La pubblico ministero Martina Parisi aveva chiesto una condanna a vent’anni per omicidio volontario. Il tribunale lo ha riconosciuto responsabile anche della detenzione e del porto del fucile e dell’utilizzo di un documento falso. L’imputato, assistito dall’avvocato Massimiliano D’Alessio, ha sempre sostenuto di non aver preso parte al delitto.
Secondo la ricostruzione, il giovane è stato raggiunto al petto da un colpo sparato a breve distanza e poi abbandonato in un campo di mais nella zona di cascina Mongiardino, poco distante dal casello dell’A1. L’omicidio è maturato nell’ambiente dello spaccio che da tempo interessa i terreni compresi tra Villanova, Pieve Fissiraga e l’autostrada: la vittima vendeva droga in un’area controllata da un gruppo rivale.
Il corpo di Mohamed Raji Kaoukeb era stato trovato il 28 giugno 2025 dai familiari, arrivati nel lodigiano dopo una telefonata ricevuta dalla madre del 21enne, residente in Marocco. La donna era stata avvertita della morte del figlio e aveva contattato i parenti che vivono in Abruzzo, partiti subito per cercarlo nei luoghi che frequentava.

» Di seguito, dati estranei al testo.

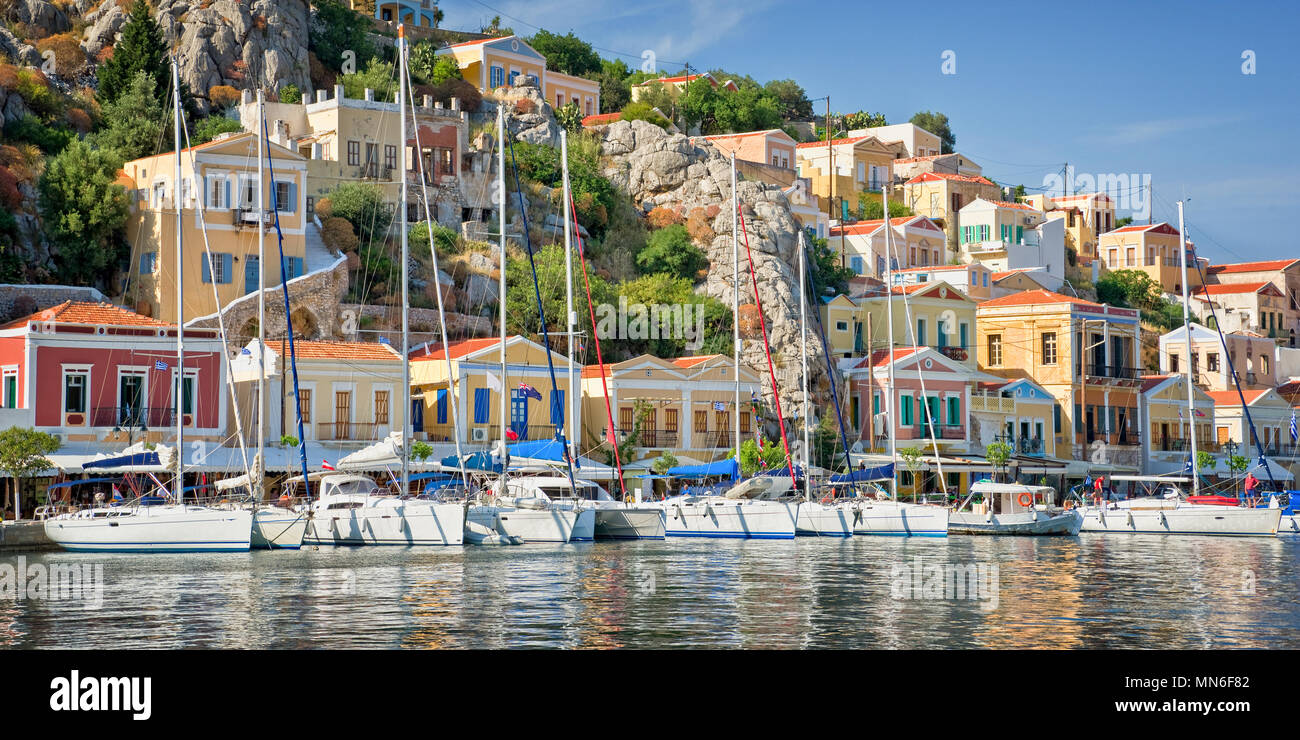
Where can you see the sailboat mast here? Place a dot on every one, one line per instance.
(261, 294)
(736, 303)
(891, 423)
(406, 269)
(501, 285)
(1187, 332)
(180, 289)
(804, 353)
(568, 293)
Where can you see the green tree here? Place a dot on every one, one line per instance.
(997, 455)
(567, 53)
(378, 76)
(135, 121)
(213, 126)
(363, 206)
(793, 103)
(337, 29)
(670, 251)
(936, 124)
(22, 453)
(139, 48)
(615, 90)
(83, 210)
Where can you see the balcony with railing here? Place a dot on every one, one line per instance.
(133, 416)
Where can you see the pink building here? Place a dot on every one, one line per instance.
(98, 372)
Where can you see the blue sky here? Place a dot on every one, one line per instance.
(1153, 89)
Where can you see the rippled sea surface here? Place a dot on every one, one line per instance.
(1052, 592)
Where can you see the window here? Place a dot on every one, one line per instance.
(481, 401)
(995, 350)
(1049, 347)
(217, 267)
(74, 390)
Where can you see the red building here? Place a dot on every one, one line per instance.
(98, 372)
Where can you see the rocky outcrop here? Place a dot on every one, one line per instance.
(667, 171)
(237, 43)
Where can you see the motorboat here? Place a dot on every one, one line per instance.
(1013, 509)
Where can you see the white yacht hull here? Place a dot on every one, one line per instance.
(534, 524)
(897, 519)
(168, 528)
(710, 516)
(399, 523)
(629, 523)
(818, 519)
(1183, 519)
(276, 528)
(1027, 523)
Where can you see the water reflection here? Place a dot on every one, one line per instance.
(1086, 592)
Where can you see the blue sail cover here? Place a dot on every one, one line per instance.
(135, 459)
(865, 475)
(728, 468)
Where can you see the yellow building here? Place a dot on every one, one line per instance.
(1086, 215)
(848, 167)
(1087, 355)
(224, 173)
(494, 63)
(350, 392)
(1165, 441)
(1153, 250)
(476, 386)
(680, 398)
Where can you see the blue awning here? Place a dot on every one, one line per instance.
(135, 459)
(882, 472)
(726, 468)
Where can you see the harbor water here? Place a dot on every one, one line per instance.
(861, 592)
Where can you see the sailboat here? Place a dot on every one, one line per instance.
(1171, 513)
(150, 524)
(351, 509)
(754, 507)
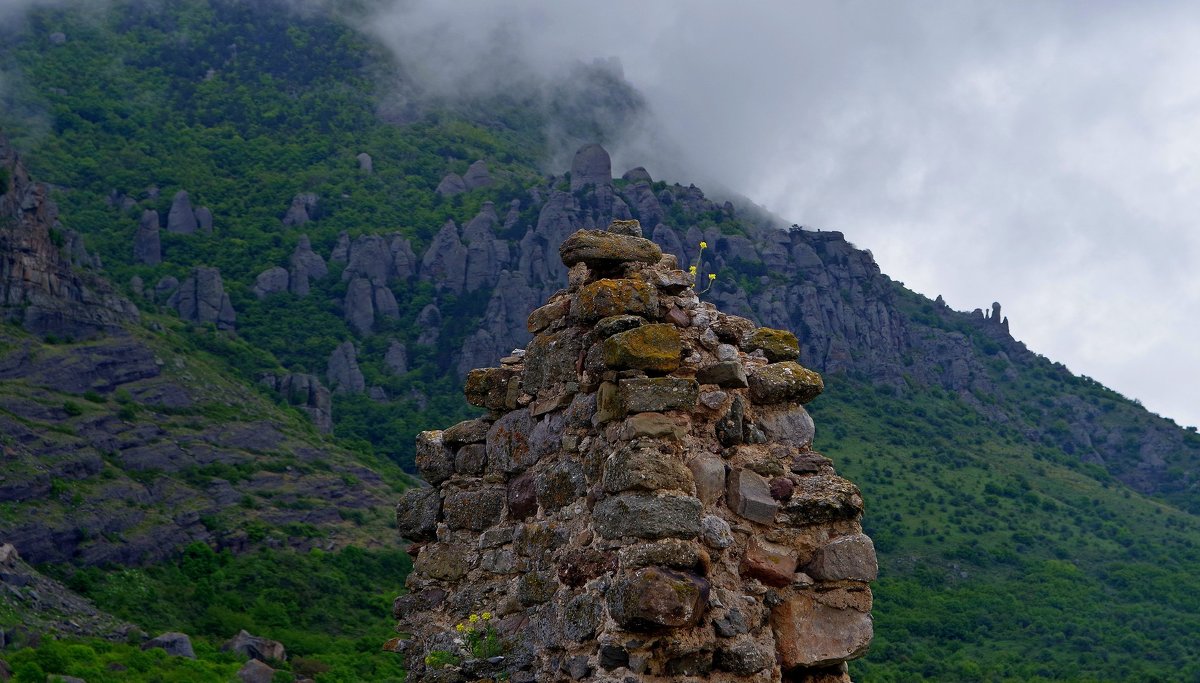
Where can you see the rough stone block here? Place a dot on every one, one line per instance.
(653, 425)
(433, 459)
(547, 315)
(474, 509)
(417, 514)
(810, 633)
(821, 498)
(771, 563)
(659, 394)
(648, 347)
(846, 558)
(784, 382)
(489, 387)
(708, 473)
(749, 495)
(645, 469)
(651, 516)
(791, 425)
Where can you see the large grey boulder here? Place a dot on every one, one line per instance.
(451, 185)
(303, 209)
(202, 299)
(396, 358)
(591, 166)
(204, 220)
(147, 243)
(270, 281)
(359, 306)
(485, 253)
(477, 175)
(181, 217)
(305, 265)
(343, 373)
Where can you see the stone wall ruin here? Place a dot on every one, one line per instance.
(641, 501)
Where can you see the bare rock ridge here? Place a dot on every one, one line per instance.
(641, 499)
(39, 285)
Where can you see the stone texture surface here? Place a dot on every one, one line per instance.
(622, 525)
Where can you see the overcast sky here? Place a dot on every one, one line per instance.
(1042, 155)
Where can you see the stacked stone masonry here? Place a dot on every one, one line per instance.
(641, 502)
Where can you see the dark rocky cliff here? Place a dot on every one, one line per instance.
(39, 287)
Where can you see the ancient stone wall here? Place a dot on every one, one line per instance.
(641, 501)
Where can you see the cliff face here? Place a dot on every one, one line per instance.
(119, 447)
(39, 287)
(642, 498)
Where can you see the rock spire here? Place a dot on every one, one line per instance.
(641, 501)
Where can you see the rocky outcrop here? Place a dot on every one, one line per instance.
(343, 373)
(304, 267)
(451, 184)
(147, 243)
(591, 166)
(641, 499)
(202, 299)
(270, 281)
(39, 287)
(181, 217)
(303, 209)
(444, 263)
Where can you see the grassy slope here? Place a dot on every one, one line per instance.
(1001, 558)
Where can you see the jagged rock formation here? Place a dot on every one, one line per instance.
(47, 607)
(477, 175)
(343, 373)
(641, 501)
(306, 393)
(181, 217)
(147, 243)
(305, 265)
(39, 287)
(202, 299)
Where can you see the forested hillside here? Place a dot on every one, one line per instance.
(299, 227)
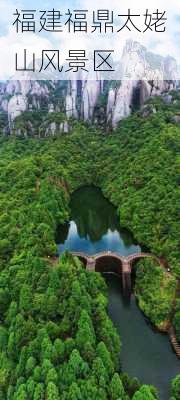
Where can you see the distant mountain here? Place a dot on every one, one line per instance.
(102, 102)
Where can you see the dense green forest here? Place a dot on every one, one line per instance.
(56, 339)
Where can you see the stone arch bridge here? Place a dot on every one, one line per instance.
(108, 261)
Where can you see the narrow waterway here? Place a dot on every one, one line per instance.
(94, 227)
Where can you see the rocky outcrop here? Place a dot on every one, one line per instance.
(90, 100)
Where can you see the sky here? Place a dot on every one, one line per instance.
(167, 43)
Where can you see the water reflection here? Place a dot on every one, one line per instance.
(94, 226)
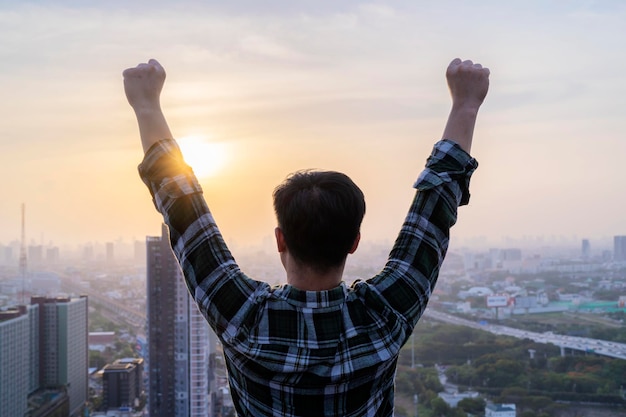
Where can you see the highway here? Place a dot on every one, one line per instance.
(584, 344)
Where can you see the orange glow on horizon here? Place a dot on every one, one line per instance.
(205, 157)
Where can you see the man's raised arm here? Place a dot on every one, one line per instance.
(468, 83)
(143, 85)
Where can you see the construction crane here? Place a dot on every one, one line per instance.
(23, 265)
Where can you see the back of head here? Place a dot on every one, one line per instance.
(320, 214)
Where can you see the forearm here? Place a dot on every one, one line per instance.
(152, 127)
(413, 266)
(460, 126)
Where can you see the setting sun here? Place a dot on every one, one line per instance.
(206, 158)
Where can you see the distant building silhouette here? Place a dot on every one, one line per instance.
(178, 339)
(619, 248)
(586, 249)
(110, 252)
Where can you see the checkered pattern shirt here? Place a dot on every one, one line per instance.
(311, 353)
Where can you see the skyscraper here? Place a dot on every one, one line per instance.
(14, 353)
(43, 346)
(63, 349)
(178, 348)
(619, 248)
(586, 249)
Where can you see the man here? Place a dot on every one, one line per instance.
(312, 347)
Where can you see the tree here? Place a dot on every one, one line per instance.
(472, 405)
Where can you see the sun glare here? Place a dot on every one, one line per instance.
(205, 157)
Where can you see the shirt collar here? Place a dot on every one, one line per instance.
(313, 299)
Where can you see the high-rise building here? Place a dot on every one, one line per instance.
(110, 252)
(586, 249)
(63, 349)
(121, 383)
(178, 341)
(619, 248)
(43, 346)
(14, 355)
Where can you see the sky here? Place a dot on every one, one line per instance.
(275, 86)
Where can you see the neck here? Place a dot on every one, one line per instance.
(306, 278)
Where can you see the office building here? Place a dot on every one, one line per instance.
(178, 347)
(14, 354)
(586, 249)
(62, 347)
(619, 248)
(122, 384)
(43, 357)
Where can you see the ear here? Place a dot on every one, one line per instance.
(281, 245)
(355, 244)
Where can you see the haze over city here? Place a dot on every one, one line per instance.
(278, 86)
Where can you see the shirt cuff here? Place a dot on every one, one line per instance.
(448, 162)
(166, 174)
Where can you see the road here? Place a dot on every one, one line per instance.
(584, 344)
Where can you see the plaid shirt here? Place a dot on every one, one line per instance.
(311, 353)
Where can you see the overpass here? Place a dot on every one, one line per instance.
(583, 344)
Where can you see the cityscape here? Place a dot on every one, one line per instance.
(112, 330)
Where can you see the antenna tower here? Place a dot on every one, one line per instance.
(23, 250)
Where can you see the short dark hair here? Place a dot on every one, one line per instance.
(320, 215)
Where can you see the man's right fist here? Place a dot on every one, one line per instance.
(468, 83)
(143, 85)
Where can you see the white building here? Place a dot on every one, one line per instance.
(178, 339)
(500, 410)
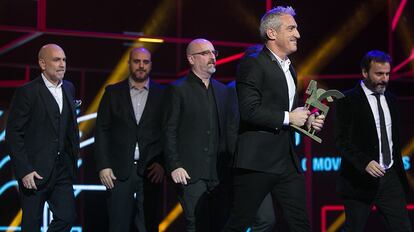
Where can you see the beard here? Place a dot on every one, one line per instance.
(211, 70)
(139, 78)
(376, 87)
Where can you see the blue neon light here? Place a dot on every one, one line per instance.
(297, 139)
(4, 161)
(2, 135)
(8, 185)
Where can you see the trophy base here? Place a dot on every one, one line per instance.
(307, 133)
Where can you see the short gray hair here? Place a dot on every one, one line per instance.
(271, 19)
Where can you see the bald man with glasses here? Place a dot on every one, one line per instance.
(195, 137)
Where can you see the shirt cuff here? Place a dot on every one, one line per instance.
(286, 119)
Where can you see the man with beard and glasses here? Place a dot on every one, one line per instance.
(367, 136)
(128, 144)
(196, 129)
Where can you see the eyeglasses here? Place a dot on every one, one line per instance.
(206, 52)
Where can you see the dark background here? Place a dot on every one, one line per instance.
(95, 34)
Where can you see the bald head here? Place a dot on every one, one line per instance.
(135, 51)
(52, 62)
(195, 45)
(47, 49)
(202, 58)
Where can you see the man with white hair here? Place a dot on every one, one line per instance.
(265, 161)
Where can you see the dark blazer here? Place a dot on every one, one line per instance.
(264, 144)
(117, 131)
(31, 135)
(185, 131)
(357, 140)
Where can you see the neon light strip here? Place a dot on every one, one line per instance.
(18, 228)
(150, 40)
(86, 117)
(87, 142)
(2, 135)
(8, 185)
(398, 67)
(105, 35)
(12, 228)
(4, 161)
(326, 208)
(18, 42)
(398, 14)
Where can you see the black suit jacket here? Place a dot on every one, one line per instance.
(117, 131)
(32, 137)
(357, 140)
(264, 144)
(184, 129)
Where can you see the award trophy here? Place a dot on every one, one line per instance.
(315, 99)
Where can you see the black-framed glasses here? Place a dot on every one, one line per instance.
(206, 52)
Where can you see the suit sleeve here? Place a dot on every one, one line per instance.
(103, 128)
(233, 119)
(343, 133)
(171, 122)
(19, 116)
(249, 83)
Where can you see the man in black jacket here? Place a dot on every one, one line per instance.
(367, 136)
(265, 160)
(43, 138)
(196, 134)
(128, 142)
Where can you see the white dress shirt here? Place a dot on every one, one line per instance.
(56, 91)
(139, 98)
(285, 64)
(388, 124)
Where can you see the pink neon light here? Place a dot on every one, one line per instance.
(105, 35)
(229, 59)
(326, 208)
(398, 14)
(398, 67)
(268, 5)
(41, 15)
(19, 41)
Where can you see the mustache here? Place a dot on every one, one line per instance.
(212, 62)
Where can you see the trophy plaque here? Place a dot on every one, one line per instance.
(315, 100)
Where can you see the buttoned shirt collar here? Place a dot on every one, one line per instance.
(284, 63)
(132, 84)
(50, 84)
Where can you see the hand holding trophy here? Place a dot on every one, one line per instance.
(315, 100)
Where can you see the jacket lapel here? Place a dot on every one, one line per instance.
(279, 73)
(48, 101)
(66, 93)
(126, 102)
(218, 96)
(366, 111)
(150, 99)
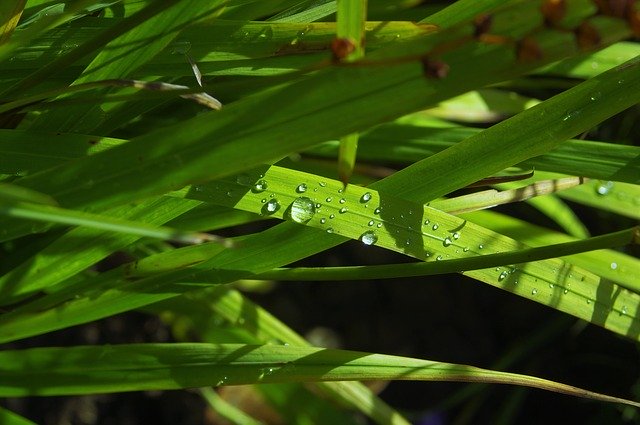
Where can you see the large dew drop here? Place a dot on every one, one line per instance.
(302, 210)
(369, 237)
(260, 186)
(272, 206)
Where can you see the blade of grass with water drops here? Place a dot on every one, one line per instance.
(618, 197)
(230, 304)
(609, 264)
(133, 367)
(424, 233)
(351, 97)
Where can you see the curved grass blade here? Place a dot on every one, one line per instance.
(263, 327)
(10, 12)
(135, 367)
(52, 214)
(352, 98)
(609, 264)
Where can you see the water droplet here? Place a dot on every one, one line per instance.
(243, 180)
(272, 206)
(604, 188)
(260, 186)
(369, 237)
(570, 115)
(302, 210)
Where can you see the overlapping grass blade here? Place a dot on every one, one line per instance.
(87, 370)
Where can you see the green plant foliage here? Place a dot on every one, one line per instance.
(154, 152)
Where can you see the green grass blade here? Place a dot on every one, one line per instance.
(52, 214)
(87, 370)
(222, 301)
(609, 264)
(351, 19)
(351, 98)
(620, 198)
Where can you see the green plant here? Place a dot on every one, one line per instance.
(102, 133)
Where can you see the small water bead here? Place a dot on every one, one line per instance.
(604, 188)
(302, 210)
(272, 206)
(243, 180)
(260, 186)
(369, 237)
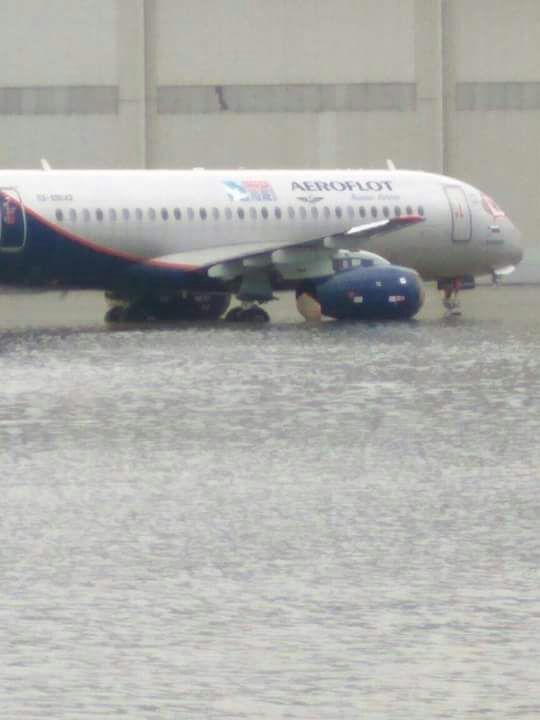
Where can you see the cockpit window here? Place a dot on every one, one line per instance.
(491, 207)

Le indagini del Nucleo investigativo dei carabinieri di Lodi, guidato dal tenente colonnello Tedros Christian Comitti Berè, si erano concentrate subito su Mohamed Aziz. Il 37enne si era presentato spontaneamente in procura pochi giorni dopo il ritrovamento del cadavere, accompagnato dal proprio legale, sostenendo di essere rimasto nella sua abitazione milanese insieme alla moglie. Il fermo era però già stato disposto e l’uomo era stato arrestato e portato in carcere.
Il fratello e lo zio della vittima si sono costituiti parte civile, assistiti dall’avvocata Alessandra Bigliani. Alla lettura della sentenza era presente anche il fratello del 21enne. Quando sarà depositata la sentenza, la difesa valuterà se interporre appello.